Monitoring Restarts#

There is an ndbinfo table called restart_info that records how long each of the 20 phases of a restart take. This can be used for debugging restarts and for understanding how to improve restart times.

Let’s say we have just started a new cluster with one node group and a replication factor of two. We therefore have two data nodes.

After the initial cluster start, the table is empty:

mysql> USE ndbinfo;
mysql> SELECT * FROM restart_info;
Empty set (0.01 sec)

Now we stop one data node and check the table again after a few seconds:

mysql> SELECT * FROM restart_info \G
*************************** 1. row ***************************
                                     node_id: 2
                         node_restart_status: Node failure handling complete
                     node_restart_status_int: 3
               secs_to_complete_node_failure: 0
                    secs_to_allocate_node_id: 0
       secs_to_include_in_heartbeat_protocol: 0
          secs_until_wait_for_ndbcntr_master: 0
                secs_wait_for_ndbcntr_master: 0
                 secs_to_get_start_permitted: 0
     secs_to_wait_for_lcp_for_copy_meta_data: 0
                      secs_to_copy_meta_data: 0
                        secs_to_include_node: 0
secs_starting_node_to_request_local_recovery: 0
                     secs_for_local_recovery: 0
                      secs_restore_fragments: 0
                         secs_undo_disk_data: 0
                          secs_exec_redo_log: 0
                          secs_index_rebuild: 0
           secs_to_synchronize_starting_node: 0
                   secs_wait_lcp_for_restart: 0
             secs_wait_subscription_handover: 0
                          total_restart_secs: 0
1 row in set (0.01 sec)

As one can see, one of the first phases of the restart is complete: we have completed Node failure handling.

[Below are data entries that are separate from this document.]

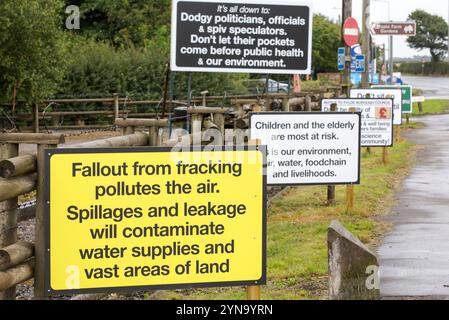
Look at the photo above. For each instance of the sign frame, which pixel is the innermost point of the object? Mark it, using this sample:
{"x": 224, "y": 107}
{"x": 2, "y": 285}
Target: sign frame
{"x": 402, "y": 87}
{"x": 358, "y": 182}
{"x": 360, "y": 59}
{"x": 373, "y": 33}
{"x": 47, "y": 163}
{"x": 348, "y": 38}
{"x": 174, "y": 37}
{"x": 398, "y": 89}
{"x": 392, "y": 130}
{"x": 341, "y": 58}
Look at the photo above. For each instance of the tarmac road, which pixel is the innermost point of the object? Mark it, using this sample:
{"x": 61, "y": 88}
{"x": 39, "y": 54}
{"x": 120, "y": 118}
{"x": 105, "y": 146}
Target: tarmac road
{"x": 414, "y": 257}
{"x": 433, "y": 87}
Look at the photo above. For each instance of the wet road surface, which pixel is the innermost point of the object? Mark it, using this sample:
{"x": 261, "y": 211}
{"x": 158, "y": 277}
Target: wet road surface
{"x": 414, "y": 257}
{"x": 433, "y": 87}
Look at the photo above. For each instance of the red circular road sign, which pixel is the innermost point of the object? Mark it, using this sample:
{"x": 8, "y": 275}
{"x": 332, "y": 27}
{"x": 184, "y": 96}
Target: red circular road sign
{"x": 351, "y": 32}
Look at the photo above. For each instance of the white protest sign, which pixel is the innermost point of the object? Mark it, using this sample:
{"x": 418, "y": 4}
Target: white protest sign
{"x": 377, "y": 118}
{"x": 309, "y": 148}
{"x": 395, "y": 94}
{"x": 253, "y": 36}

Now, we restart the data node again and check the table after a few seconds:

mysql> SELECT * FROM restart_info \G
*************************** 1. row ***************************
                                        node_id: 2
                            node_restart_status: Wait LCP to ensure durability
                        node_restart_status_int: 17
                secs_to_complete_node_failure: 0
                    secs_to_allocate_node_id: 57
        secs_to_include_in_heartbeat_protocol: 2
            secs_until_wait_for_ndbcntr_master: 0
                secs_wait_for_ndbcntr_master: 0
                    secs_to_get_start_permitted: 0
        secs_to_wait_for_lcp_for_copy_meta_data: 0
                        secs_to_copy_meta_data: 0
                        secs_to_include_node: 3
secs_starting_node_to_request_local_recovery: 0
                        secs_for_local_recovery: 0
                        secs_restore_fragments: 0
                            secs_undo_disk_data: 0
                            secs_exec_redo_log: 0
                            secs_index_rebuild: 0
            secs_to_synchronize_starting_node: 0
                    secs_wait_lcp_for_restart: 0
                secs_wait_subscription_handover: 0
                            total_restart_secs: 0
1 row in set (0.00 sec)

Running the distributed local checkpoint is one of the last phases as shown previously, and is required to be able to recover the latest data from the new node.

To make sure that the restart has completed, we check one last time and see this confirmed:

mysql> SELECT * FROM restart_info \G
*************************** 1. row ***************************
                                        node_id: 2
                            node_restart_status: Restart completed
                        node_restart_status_int: 19
                secs_to_complete_node_failure: 0
                    secs_to_allocate_node_id: 57
        secs_to_include_in_heartbeat_protocol: 2
            secs_until_wait_for_ndbcntr_master: 0
                secs_wait_for_ndbcntr_master: 0
                    secs_to_get_start_permitted: 0
        secs_to_wait_for_lcp_for_copy_meta_data: 0
                        secs_to_copy_meta_data: 0
                        secs_to_include_node: 3
secs_starting_node_to_request_local_recovery: 0
                        secs_for_local_recovery: 0
                        secs_restore_fragments: 0
                            secs_undo_disk_data: 0
                            secs_exec_redo_log: 0
                            secs_index_rebuild: 0
            secs_to_synchronize_starting_node: 0
                    secs_wait_lcp_for_restart: 4
                secs_wait_subscription_handover: 8
                            total_restart_secs: 77
1 row in set (0.01 sec)

When reading the secs columns, keep in mind that we did not load the database with any data, so the restart was particularly fast.